Innovation: The Key to Engagement and Enrichment
Albert Einstein once wrote, “It is the supreme art of the teacher to awaken joy in creative expression and knowledge.”
Yet, a recent Gallup survey shows that nationally, only one-third of teachers in the United States are engaged and committed to the work they do. The engagement data for students is only slightly more promising. In 2013, Gallup reported approximately 55 percent of students nationally are engaged, demonstrating involvement and expressing enthusiasm for school.
How do we increase the engagement score for both students and teachers? I believe school professional learning communities are one way to “awaken joy” for learning in both teachers and students.
The PLC concept is nothing new. The key components of a PLC include collaboration, student learning, and a focus on results, which are clear and well documented. Great PLC teams focus on the following four questions: What is it we expect our students to learn? How we will know when they have learned it? How will we respond when some students do not learn? and How will we respond when some students already know it? When teams are organized around these key areas and focus on the four critical questions, great things happen.
I have seen wonderful examples of model teams who have worked together to make significant changes that have positively impacted student learning. I watched a middle school math team humbled by a set of state math testing results. A year later, this team, focusing on the four critical questions, turned around those results. They focused their attention on understanding indicators, developing common assessments, using information from the assessments to make adjustments to instruction, and creating an intentional intervention plan for struggling students. Their focused commitment was the key to their success.
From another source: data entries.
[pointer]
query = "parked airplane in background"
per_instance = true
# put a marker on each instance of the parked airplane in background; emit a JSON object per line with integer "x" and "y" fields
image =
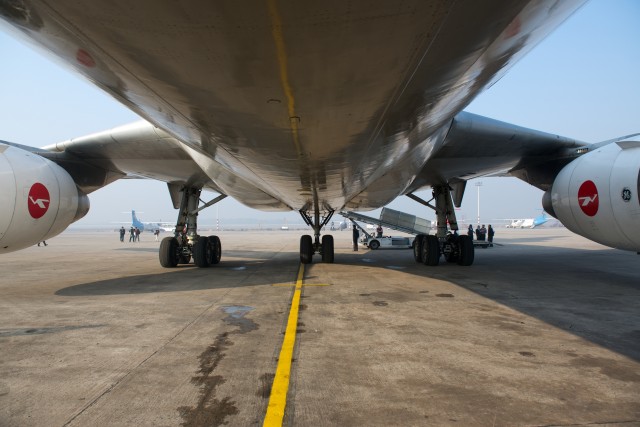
{"x": 309, "y": 107}
{"x": 164, "y": 226}
{"x": 529, "y": 222}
This brings me back to the beginning of this blog. Increasingly, I have wondered if PLCs serve another purpose. When teachers take the time to discuss classroom instruction, should they also discuss innovation?
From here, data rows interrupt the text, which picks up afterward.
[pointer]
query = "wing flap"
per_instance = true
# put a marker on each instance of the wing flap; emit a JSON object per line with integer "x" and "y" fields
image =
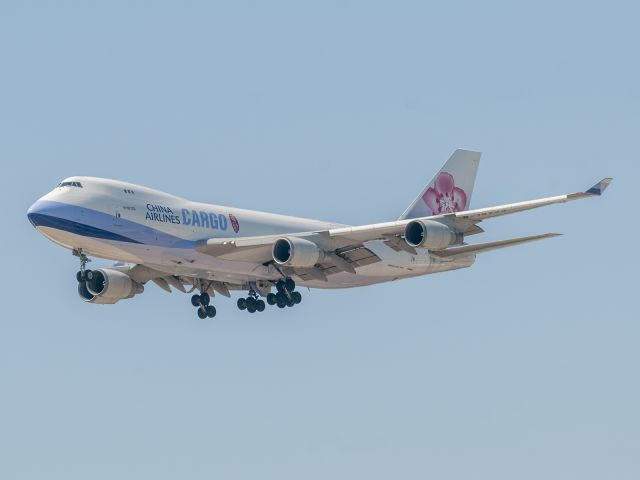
{"x": 486, "y": 247}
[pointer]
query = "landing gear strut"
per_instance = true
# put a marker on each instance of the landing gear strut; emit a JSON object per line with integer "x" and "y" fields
{"x": 202, "y": 303}
{"x": 252, "y": 303}
{"x": 83, "y": 276}
{"x": 286, "y": 295}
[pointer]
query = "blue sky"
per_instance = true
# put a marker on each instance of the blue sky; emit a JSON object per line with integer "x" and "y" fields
{"x": 523, "y": 366}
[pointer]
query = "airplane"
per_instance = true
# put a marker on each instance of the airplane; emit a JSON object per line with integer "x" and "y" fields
{"x": 207, "y": 249}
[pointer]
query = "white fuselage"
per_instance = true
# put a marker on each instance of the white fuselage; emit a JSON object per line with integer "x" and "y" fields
{"x": 129, "y": 223}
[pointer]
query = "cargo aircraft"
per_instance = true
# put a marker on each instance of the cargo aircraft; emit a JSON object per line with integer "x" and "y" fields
{"x": 207, "y": 249}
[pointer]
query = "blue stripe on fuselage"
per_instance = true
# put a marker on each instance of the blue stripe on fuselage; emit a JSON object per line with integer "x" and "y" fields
{"x": 93, "y": 223}
{"x": 41, "y": 220}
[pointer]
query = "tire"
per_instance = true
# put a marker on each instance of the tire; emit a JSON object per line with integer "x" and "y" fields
{"x": 251, "y": 303}
{"x": 205, "y": 298}
{"x": 290, "y": 284}
{"x": 242, "y": 303}
{"x": 297, "y": 297}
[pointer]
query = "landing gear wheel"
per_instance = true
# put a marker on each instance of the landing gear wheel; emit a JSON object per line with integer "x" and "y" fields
{"x": 204, "y": 298}
{"x": 242, "y": 303}
{"x": 251, "y": 304}
{"x": 296, "y": 297}
{"x": 290, "y": 284}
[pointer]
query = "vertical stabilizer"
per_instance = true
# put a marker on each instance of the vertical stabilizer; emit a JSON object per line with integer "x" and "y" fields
{"x": 451, "y": 188}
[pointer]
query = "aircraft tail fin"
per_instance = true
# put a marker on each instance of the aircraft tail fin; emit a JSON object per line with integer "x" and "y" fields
{"x": 450, "y": 190}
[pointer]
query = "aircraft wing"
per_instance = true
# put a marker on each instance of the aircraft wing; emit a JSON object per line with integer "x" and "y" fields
{"x": 461, "y": 222}
{"x": 348, "y": 243}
In Omaha Westside Community Schools, we have just completed a visioning process with a design team, staff, and the community. As part of this process, we learned that our community is excited about our teachers being innovative and trying new things. As a result, we are flexing our PLC process. Next year, our teams will still be allotted blocks of time to meet for what could be considered traditional PLC meetings. However, Westside is also providing time and support for teams to have intentional conversations about innovation and engagement, qualities that are inherent to our district vision.
We are already seeing the results of these types of conversations in our schools. For example, this year three of our elementary schools have developed a pilot program for schoolwide enrichment. Activities like students building their own video game while learning about math and programming could not be done without time for PLC teams to discuss these innovations. One of the building principals recently shared with me that the student buzz on enrichment days in the hallways is palpable. Students are repeatedly thanking her for the enrichment activities, proclaiming that school is so much fun! Teachers are revitalized and engaged too.
We hope to increase innovations like this one at Westside. By creating this mixed model, we are allowing Westside teachers to continue having conversations about learning while challenging them to develop innovations that will engage both themselves and our students.